O fumarato de tenofovir, substância que é o princípio ativo de um medicamento antiviral produzido no Brasil, o tenofovir, inibe in vitro a replicação do vírus SARS-CoV-2, que causa a covid-19, revela pesquisa realizada na Faculdade de Ciências Farmacêuticas de Ribeirão Preto (FCFRP) e na Faculdade de Medicina de Ribeirão Preto, ambas da USP. O estudo aponta que o efeito verificado em células infectadas com o vírus é similar ao de outro antiviral, o remdesivir, o que indica uma possível ação para reduzir o tempo de internação dos pacientes com a doença. Embora sejam necessários novos estudos para verificar o efeito em seres humanos, os pesquisadores desenvolveram uma rota completa de síntese do medicamento em escala piloto, permitindo que ele seja totalmente fabricado no Brasil, que não produz o remdesivir.
As conclusões do estudo são relatadas em artigo publicado em 29 de maio pelo Journal of the Brazilian Chemical Society, editado pela Sociedade Brasileira de Química (SBQ). O professor Norberto Peporine Lopes, membro do grupo de pesquisadores que elaborou o texto, conta que o trabalho tem origem nas pesquisas para verticalização da síntese total de antirretrovirais usados no tratamento de aids no Brasil, iniciadas em 2014.
“O fumarato de tenofovir é produzido no País, porém as empresas compram no exterior os intermediários avançados para síntese do princípio ativo e concluem o processo por aqui”, diz o pesquisador ao Jornal da USP. “O que vinha sendo pesquisado era a realização das fases mais iniciais da síntese do princípio ativo, em escala piloto, pré-industrial, tanto do fumarato de tenofovir quanto de seus derivados.”
Com o surgimento da covid-19, os pesquisadores iniciaram testes em laboratório com o princípio ativo, usando amostras do vírus SARS-CoV-2 em parceria com a Faculdade de Medicina de Ribeirão Preto (FMRP). “Quando foi divulgada a estrutura da enzima do vírus que seria o alvo do remdesivir, foi feito um estudo de química computacional com o fumarato de tenofovir, mostrando que ambos se ligam ao vírus pelo mesmo sítio ativo”, relata o professor. “Por serem moléculas da mesma família, acreditamos que tivessem ação similar.”
Menor replicação
Os testes em laboratório mostraram que o fumarato de tenofovir reduziu de forma significativa a replicação do vírus da covid-19. “Isso confirma os estudos de química computacional que apontaram a similaridade entre os princípios ativos, indicando que ele pode atuar de maneira análoga ao remdesivir”, observa Peporine Lopes. “Isso é o que acontece do ponto de vista químico, sendo necessários estudos clínicos para confirmar o efeito antiviral, e se ele é superior ou inferior ao do remdesivir.”
De acordo com o professor, embora o remdesivir tenha sido anunciado como uma possível cura para a covid-19, na prática ele diminui o tempo de internação dos pacientes infectados. “Espera-se que o fumarato de tenofovir tenha o mesmo efeito, o que já seria muito positivo”, salienta. “A indústria no Brasil tem muito mais condições de disponibilizar o medicamento com esse princípio ativo para a população do que no caso do remdesivir.
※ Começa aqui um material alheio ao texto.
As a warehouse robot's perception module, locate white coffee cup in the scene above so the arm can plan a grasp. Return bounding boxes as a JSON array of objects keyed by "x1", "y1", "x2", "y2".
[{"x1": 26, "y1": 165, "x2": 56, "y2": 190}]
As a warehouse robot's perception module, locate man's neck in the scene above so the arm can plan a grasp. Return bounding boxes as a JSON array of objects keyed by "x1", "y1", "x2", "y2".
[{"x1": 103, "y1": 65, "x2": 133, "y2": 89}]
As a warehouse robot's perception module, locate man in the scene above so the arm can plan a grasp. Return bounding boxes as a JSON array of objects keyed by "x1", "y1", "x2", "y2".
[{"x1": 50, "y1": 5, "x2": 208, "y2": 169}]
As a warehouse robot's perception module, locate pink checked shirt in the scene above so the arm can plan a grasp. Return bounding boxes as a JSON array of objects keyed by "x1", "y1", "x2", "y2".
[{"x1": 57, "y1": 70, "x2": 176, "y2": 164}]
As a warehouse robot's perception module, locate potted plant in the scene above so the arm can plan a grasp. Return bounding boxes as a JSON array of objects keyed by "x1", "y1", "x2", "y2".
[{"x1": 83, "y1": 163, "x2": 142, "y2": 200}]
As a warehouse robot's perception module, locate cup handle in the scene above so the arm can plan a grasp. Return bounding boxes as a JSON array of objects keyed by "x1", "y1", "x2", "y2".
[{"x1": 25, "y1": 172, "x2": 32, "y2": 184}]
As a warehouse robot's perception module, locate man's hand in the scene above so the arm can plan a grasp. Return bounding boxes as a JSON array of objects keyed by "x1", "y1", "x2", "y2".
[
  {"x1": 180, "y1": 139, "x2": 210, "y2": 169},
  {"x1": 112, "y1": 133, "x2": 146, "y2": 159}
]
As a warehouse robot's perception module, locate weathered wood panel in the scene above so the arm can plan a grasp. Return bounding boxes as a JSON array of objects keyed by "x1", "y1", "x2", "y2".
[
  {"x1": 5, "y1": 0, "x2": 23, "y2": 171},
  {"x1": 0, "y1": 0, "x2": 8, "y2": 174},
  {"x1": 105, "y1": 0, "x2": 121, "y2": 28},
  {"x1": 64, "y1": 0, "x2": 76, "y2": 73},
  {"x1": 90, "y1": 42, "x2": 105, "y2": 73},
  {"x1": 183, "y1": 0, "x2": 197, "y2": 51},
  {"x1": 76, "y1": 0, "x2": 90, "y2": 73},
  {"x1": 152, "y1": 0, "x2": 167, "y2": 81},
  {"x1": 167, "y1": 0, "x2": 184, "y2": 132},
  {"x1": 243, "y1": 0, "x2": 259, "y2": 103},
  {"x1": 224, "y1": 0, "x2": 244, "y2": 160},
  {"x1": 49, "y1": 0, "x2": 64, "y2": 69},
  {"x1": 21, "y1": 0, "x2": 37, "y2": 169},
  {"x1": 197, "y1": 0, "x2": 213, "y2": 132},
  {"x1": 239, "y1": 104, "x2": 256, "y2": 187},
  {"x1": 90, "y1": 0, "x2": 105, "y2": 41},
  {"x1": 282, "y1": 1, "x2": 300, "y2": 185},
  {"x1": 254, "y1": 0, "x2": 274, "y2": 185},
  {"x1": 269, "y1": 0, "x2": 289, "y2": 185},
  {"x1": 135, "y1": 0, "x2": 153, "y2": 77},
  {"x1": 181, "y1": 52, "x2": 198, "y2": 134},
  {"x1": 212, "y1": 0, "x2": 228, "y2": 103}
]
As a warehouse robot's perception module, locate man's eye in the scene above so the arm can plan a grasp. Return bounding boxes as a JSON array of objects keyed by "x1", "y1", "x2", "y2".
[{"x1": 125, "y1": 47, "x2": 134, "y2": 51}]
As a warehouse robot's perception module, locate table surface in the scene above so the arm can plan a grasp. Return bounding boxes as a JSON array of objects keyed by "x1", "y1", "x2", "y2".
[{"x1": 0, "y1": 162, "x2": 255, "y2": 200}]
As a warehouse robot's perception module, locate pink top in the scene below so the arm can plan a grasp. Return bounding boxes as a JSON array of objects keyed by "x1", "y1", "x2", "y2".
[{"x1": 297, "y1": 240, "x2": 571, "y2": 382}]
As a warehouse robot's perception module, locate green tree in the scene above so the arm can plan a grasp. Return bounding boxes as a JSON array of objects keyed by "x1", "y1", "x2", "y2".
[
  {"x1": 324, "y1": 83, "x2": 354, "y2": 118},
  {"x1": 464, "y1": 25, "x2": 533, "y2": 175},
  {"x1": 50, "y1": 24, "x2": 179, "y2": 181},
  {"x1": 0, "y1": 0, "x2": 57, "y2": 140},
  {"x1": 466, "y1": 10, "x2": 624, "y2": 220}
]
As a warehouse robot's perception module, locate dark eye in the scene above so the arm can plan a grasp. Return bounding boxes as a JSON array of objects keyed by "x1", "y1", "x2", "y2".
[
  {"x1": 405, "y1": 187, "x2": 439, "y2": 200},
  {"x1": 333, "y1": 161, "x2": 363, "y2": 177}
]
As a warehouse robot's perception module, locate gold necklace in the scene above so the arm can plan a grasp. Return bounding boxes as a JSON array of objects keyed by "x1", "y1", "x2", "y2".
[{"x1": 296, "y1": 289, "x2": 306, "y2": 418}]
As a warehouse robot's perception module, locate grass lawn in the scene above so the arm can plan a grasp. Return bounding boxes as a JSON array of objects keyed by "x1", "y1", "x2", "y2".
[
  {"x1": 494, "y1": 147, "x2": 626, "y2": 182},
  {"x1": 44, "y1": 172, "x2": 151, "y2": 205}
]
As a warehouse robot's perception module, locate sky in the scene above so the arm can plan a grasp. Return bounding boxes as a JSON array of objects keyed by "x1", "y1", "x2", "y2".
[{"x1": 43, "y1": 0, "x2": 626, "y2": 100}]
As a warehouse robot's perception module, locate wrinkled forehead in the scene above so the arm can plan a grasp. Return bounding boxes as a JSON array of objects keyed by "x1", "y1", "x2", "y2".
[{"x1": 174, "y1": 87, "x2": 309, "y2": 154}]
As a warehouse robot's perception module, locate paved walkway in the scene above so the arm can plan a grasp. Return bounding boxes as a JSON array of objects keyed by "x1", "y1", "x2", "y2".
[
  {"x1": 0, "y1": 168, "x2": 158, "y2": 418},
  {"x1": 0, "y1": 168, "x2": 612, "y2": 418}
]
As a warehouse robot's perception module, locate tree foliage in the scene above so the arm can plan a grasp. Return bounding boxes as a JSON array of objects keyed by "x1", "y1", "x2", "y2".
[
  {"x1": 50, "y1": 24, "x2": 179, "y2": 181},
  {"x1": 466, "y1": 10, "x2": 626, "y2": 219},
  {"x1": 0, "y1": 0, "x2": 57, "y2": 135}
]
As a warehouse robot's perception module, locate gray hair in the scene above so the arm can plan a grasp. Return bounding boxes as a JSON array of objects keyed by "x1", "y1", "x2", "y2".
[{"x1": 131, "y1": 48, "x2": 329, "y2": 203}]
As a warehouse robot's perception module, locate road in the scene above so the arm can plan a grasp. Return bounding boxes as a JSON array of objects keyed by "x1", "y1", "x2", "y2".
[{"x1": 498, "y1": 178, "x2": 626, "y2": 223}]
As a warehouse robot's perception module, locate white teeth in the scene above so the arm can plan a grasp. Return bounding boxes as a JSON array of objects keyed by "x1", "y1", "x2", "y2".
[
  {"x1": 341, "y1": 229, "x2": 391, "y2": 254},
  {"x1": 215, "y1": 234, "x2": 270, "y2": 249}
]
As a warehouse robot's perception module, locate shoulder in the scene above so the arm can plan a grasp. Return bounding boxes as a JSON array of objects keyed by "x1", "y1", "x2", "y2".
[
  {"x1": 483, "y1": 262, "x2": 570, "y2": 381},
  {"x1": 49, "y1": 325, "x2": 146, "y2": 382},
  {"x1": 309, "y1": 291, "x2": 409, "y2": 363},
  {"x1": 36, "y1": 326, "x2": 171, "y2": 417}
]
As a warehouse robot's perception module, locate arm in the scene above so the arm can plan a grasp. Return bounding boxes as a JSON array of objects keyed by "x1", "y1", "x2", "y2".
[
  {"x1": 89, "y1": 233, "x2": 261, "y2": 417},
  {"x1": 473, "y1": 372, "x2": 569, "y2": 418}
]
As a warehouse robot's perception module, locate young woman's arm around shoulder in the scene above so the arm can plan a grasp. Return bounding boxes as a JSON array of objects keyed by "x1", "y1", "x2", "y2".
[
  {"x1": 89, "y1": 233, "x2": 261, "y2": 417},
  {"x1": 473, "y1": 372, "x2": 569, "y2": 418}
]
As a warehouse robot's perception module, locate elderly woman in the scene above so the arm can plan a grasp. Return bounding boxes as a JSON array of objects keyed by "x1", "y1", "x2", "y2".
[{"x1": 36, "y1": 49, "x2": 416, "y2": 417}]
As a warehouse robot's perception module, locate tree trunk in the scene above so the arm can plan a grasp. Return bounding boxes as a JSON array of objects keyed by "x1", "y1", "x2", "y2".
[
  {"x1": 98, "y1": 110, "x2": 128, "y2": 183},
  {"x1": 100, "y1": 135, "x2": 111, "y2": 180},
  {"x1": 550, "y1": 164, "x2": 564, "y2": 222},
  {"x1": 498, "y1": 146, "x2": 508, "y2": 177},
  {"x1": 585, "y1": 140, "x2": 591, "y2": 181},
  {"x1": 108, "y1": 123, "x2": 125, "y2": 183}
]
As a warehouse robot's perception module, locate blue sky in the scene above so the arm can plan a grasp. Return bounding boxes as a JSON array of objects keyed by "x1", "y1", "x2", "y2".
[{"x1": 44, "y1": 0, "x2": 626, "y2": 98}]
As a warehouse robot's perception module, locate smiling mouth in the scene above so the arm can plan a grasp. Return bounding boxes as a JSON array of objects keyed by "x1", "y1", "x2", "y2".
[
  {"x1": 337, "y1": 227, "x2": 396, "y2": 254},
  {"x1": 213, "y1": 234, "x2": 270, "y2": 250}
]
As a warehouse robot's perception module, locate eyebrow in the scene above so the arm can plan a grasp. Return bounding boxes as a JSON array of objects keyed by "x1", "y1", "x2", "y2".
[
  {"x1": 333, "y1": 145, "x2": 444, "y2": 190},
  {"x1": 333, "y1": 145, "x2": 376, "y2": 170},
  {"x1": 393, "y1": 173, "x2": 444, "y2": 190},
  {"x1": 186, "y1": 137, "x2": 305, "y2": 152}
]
Desde que sejam feitos estudos clínicos, o País possui muito mais autonomia para produzir essa medicação.”
Peporine Lopes relata que os professores Giuliano Clososki e João Luis Callegari Lopes, da FCFRP, coordenaram um projeto em parceria com a empresa Lychnoflora Pesquisa e Desenvolvimento em Produtos Naturais, incubada no Supera Parque de Ribeirão Preto (interior de São Paulo), que estudou a degradação do princípio ativo para efeitos toxicológicos. “Na verticalização do processo, por meio do monitoramento das reações químicas que formam o princípio ativo, foi possível otimizar o seu processo de síntese”, destaca o professor ao Jornal da USP. “Paralelamente, foi feita a produção em escala piloto nos laboratórios da FCFRP, o que dá condições para a transferência da tecnologia ao setor produtivo.”
Segundo o pesquisador, já existem indústrias no Brasil que realizam parte da síntese do fumarato de tenofovir, e a adaptação para o processo completo, se necessária, é mais simples do que iniciar do zero a produção do remdesivir, que ainda não tem patente disponível no País. A parte de avaliação biológica do estudo foi realizada com a colaboração dos professores Eurico de Arruda Neto e Luis Lamberti da Silva, da FMRP. As pesquisas para aumentar a escala de produção do princípio ativo contam com o auxílio da Lychnoflora e da Fipase/Supera Parque, com apoio do Conselho Nacional de Desenvolvimento Científico e Tecnológico (CNPq) e da Financiadora de Estudos e Pesquisas (Finep).